*Pretty much everything I've picked up and read from the New York Review of Books' press has been amazing. Daphne du Maurier exquisite short stories, Mavis Gallant, and now Elaine Dundy's The Dud Avocado. I've ordered on Summit the second Dundy and Mitford's Madame de Pompadour.
*I am finally getting to reading David Copperfield and am in love. It's a strange read at times because I'm so familiar with Dickens' biography and can tell where he's drawn on his own history. That doesn't necessarily diminish the work, but means that I can sort of predict where portions of the story start to go. What I'm noticing in this read of a Dickens' novel is his incredibly strong sense of pacing. When he finishes a chapter/section, I find I'm torn between the drive to know more and the delicious sense of suspense or hesitation. Sometimes I close the book just for a bit to let it wash over me before pushing on. Bleak House was too long ago for me to remember and Pickwick doesn't start to feel like a novel until a fair bit of the way in, so I can't tell at what point he really honed this ability and when it started to fade (I do recall that he had trouble over/under writing Our Mutual Friend).

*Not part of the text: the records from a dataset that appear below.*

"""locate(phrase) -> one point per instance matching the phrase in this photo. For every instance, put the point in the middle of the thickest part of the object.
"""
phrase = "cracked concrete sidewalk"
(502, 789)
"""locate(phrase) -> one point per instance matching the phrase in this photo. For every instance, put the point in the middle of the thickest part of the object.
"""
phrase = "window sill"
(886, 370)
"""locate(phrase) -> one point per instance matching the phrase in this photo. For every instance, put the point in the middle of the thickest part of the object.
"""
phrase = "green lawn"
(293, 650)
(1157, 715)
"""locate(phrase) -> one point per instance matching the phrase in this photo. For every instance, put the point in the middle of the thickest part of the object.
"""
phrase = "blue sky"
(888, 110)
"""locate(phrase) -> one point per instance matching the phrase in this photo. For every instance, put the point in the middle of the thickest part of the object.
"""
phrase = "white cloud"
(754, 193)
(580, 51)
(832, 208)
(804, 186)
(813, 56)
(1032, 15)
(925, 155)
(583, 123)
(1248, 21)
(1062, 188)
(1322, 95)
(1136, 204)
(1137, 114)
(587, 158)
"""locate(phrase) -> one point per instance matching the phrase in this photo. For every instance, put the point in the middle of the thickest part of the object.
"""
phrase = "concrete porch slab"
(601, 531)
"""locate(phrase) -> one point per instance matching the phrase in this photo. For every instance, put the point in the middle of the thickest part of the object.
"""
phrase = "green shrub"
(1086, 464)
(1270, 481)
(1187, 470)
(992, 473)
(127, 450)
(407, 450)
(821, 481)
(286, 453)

*I'm pretty sure I have a mental block against Middlemarch. I know it's beautiful and Important and changed the state of the novel and everything, but I just can't seem to commit to that much George Eliot. I'm sorry. I know I'm the worst Victorianist ever. Maybe I'll take it on a trip with me this summer as the only reading material and see what happens. Blargh.
*I have a million books on digitization and metadata sitting on my second desk at work. I still find it impossible to move forward in any major project without first ordering and/or consulting every book I can find in Summit. Smart or debilitating? We'll soon find out.